Covering Dallas, Monmouth, Independence, Falls City and surrounding areas since 1868
An agreement between the city of Independence and Granada Trust gives the developer one year to pay off debts associated with the unfinished Independence Station.
March 19, 2013
INDEPENDENCE -- Construction on Independence Station could resume this year following a recently-reached settlement between the city of Independence and the project's developers.
The agreement gives the Granada Trust a year to pay the city approximately $548,000, plus interest, for system development charges owed since 2009.
If the trust can't cover the debt, Independence "would have the right to take immediate possession" of the partially-built 57,000-square-foot complex, according to City Manager David Clyne.
"I think it meets our needs and gives (Granada Trust) every opportunity to have a window to develop the property in the way they want," Clyne said. "We will do what we can to help them because it's in our best interest to see the building finished."
Steven Ribeiro, a trust member and developer, confirmed the terms of the settlement.
The city filed a lawsuit in September 2010 against Ribeiro for unpaid system development charges -- fees developers pay to support infrastructure that will be impacted by their completed projects.
The two parties have been in mediation since last fall, after a federal judge in California dismissed a separate $14.5 million lawsuit filed by former project contractor Johnson Controls Inc. against Granada over claims of defaulted loans.
The city and Granada's settlement, finalized last week, allows 12 months to pay off the debt without the threat of foreclosure. If the debt is paid, the city's stake in the site goes away.

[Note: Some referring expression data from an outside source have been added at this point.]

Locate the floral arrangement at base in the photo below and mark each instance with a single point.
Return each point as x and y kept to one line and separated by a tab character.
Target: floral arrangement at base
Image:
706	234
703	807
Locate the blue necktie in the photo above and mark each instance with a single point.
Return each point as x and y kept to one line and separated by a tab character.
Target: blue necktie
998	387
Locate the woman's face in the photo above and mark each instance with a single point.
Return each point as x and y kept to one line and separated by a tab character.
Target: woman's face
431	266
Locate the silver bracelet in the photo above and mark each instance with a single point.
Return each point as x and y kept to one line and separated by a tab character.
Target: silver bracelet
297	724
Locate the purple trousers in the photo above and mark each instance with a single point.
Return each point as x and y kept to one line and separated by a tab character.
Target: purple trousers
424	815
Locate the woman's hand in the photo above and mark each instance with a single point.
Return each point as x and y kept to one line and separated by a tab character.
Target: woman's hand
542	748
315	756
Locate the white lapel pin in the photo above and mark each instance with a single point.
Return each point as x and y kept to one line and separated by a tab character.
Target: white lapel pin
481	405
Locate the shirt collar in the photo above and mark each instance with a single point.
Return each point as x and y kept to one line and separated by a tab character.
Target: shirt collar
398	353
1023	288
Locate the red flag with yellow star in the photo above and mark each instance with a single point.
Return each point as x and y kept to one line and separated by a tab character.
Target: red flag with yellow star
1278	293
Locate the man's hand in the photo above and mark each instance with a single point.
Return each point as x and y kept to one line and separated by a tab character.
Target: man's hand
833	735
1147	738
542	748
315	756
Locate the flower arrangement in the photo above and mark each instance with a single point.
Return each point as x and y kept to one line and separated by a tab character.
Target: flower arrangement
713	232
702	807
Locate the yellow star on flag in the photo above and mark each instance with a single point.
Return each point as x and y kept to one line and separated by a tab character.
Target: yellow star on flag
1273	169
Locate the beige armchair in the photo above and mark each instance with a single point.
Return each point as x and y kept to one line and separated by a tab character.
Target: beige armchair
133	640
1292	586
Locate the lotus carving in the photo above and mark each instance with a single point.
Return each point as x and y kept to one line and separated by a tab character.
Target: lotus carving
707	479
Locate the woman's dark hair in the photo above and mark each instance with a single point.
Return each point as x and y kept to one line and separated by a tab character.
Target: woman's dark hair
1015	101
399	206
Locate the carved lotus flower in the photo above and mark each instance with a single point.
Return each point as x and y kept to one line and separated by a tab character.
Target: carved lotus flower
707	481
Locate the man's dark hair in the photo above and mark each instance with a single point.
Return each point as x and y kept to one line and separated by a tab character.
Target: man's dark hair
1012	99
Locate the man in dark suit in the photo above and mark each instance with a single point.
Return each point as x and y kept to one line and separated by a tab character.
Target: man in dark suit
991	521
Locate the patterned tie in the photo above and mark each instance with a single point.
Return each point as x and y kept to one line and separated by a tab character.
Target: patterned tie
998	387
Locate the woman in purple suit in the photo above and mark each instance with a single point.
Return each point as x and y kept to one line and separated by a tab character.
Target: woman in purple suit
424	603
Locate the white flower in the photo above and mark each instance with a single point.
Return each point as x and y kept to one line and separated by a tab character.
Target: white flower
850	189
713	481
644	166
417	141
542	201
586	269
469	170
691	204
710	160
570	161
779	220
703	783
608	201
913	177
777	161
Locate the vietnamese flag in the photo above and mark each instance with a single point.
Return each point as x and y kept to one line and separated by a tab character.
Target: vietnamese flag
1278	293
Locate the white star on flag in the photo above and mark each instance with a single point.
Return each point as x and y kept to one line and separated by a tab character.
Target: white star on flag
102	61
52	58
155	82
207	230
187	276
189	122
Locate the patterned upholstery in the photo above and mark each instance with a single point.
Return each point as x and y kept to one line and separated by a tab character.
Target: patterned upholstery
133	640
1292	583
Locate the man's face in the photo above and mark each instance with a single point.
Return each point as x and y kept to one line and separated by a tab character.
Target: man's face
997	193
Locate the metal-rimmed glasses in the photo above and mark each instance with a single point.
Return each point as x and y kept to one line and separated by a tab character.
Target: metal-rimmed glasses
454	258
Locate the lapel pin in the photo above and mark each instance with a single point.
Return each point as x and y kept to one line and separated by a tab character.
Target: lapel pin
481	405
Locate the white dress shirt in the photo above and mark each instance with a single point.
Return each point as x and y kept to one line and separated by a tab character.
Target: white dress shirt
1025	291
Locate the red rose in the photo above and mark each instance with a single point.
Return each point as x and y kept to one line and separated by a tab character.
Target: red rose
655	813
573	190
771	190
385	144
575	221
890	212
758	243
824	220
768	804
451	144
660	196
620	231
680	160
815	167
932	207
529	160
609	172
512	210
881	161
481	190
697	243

"If that doesn't happen, we'll regain possession of the property and attempt to sell the building to cover our costs," Clyne said.
Ribeiro said financing is being secured and that construction should restart "within a year."

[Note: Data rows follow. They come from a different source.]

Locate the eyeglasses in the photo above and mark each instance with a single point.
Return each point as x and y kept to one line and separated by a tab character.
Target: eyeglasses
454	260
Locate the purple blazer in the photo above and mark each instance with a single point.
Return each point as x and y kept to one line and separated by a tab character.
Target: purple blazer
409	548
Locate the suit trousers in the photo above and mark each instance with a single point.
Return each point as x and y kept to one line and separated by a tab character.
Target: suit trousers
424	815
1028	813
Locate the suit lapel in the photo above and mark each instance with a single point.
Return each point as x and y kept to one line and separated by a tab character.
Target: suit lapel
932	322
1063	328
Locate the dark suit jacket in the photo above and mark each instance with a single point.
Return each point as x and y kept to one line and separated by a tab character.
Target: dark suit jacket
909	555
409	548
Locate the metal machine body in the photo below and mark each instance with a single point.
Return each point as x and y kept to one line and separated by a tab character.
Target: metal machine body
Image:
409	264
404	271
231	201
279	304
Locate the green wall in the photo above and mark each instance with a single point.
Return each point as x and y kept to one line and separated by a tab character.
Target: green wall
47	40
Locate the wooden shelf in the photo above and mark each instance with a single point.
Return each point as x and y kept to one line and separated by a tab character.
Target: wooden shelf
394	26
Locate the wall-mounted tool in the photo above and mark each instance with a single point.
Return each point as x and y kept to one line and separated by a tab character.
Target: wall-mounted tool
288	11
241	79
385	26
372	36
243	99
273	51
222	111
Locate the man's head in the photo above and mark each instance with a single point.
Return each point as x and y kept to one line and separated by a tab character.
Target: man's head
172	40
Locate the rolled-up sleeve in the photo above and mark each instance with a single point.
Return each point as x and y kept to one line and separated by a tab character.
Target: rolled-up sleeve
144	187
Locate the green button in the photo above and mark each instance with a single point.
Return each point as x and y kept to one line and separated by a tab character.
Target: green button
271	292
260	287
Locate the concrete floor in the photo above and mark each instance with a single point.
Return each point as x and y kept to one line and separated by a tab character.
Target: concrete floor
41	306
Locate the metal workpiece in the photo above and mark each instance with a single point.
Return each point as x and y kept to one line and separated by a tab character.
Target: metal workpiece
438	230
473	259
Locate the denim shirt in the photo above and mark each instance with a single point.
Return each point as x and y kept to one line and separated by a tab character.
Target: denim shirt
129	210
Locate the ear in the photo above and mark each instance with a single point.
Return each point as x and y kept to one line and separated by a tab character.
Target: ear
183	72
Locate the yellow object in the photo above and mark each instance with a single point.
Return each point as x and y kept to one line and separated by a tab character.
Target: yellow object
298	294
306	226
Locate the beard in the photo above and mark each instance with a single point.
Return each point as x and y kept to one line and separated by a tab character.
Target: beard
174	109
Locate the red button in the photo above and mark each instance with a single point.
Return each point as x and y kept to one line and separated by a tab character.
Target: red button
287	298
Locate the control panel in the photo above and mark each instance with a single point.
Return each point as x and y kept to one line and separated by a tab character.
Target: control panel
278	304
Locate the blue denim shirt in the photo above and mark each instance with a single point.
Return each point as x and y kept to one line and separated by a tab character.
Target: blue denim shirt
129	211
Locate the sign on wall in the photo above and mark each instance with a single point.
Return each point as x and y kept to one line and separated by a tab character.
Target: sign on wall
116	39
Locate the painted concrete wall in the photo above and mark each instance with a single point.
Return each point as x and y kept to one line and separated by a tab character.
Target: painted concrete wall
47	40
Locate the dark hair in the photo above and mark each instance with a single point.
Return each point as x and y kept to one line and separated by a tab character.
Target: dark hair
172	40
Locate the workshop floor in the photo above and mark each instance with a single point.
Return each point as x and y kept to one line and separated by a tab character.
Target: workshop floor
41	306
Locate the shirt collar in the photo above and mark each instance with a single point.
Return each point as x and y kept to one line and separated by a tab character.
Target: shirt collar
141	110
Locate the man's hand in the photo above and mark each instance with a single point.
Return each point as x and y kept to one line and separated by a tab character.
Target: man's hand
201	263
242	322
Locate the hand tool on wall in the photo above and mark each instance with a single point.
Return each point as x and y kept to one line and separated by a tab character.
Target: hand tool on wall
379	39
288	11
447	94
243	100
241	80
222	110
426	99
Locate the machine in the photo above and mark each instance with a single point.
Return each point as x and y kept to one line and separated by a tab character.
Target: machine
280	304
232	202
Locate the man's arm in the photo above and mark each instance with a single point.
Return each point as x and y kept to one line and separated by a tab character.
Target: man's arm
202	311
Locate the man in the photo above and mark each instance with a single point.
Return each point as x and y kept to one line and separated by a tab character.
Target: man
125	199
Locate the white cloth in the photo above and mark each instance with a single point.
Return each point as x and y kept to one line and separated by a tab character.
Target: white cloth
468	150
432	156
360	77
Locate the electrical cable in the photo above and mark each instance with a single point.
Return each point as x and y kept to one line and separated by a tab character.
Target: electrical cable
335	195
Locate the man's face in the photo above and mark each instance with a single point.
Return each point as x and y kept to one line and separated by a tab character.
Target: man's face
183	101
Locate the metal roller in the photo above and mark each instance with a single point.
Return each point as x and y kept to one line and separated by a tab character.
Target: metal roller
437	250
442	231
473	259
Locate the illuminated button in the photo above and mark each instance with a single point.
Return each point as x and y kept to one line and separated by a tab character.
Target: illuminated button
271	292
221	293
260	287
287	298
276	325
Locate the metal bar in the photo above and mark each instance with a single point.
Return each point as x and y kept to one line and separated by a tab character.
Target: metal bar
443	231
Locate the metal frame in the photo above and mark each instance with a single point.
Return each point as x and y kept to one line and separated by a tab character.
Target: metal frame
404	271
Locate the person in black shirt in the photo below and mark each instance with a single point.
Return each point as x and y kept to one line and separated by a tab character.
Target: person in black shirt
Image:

"I've dedicated my life to getting this going," Ribeiro said. "We've overcome all delays in moving forward and we're excited."
Plans for a number of energy and environmentally-friendly features -- such as solar arrays and rainwater storage -- are all still intact, he said.

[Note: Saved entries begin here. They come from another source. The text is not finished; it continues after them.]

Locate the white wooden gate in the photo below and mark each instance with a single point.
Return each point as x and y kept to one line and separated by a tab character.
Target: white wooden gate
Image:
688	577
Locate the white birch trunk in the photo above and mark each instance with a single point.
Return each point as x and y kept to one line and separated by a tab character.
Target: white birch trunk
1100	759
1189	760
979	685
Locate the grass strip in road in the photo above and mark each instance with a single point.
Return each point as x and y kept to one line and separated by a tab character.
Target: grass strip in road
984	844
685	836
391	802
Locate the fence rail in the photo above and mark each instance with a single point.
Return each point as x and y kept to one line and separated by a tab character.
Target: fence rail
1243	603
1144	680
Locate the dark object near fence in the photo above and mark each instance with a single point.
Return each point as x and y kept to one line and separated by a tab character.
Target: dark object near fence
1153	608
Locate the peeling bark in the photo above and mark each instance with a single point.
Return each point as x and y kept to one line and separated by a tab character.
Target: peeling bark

One relatively new element to the building is the inclusion of medical facilities, according to Ribeiro and the Independence Station website.
Ribeiro announced Independence Station shortly after purchasing the land the steel and concrete shell sits on at the intersection of Monmouth and Second streets in 2004. Financial issues led to construction delays and subsequent litigation halted the project. There's been no significant construction onsite since at least 2009.
"We've had an engineer look at the building and we can pick up right where we left off," Ribeiro said.
One visible change to the exterior in the last few months, however, is a sign on the building that stresses it's a private project.
"We were getting a lot of questions from residents who thought this was a city project," Clyne said. "We made that request (for a sign) and Ribeiro was gracious enough to honor it."
The agreement comes at a critical time for Independence -- it's facing a nearly $700,000 shortfall in its 2013-14 budget and severe staff reductions unless it can recoup revenue.
"At this point, it's more about getting the building completed," Clyne said.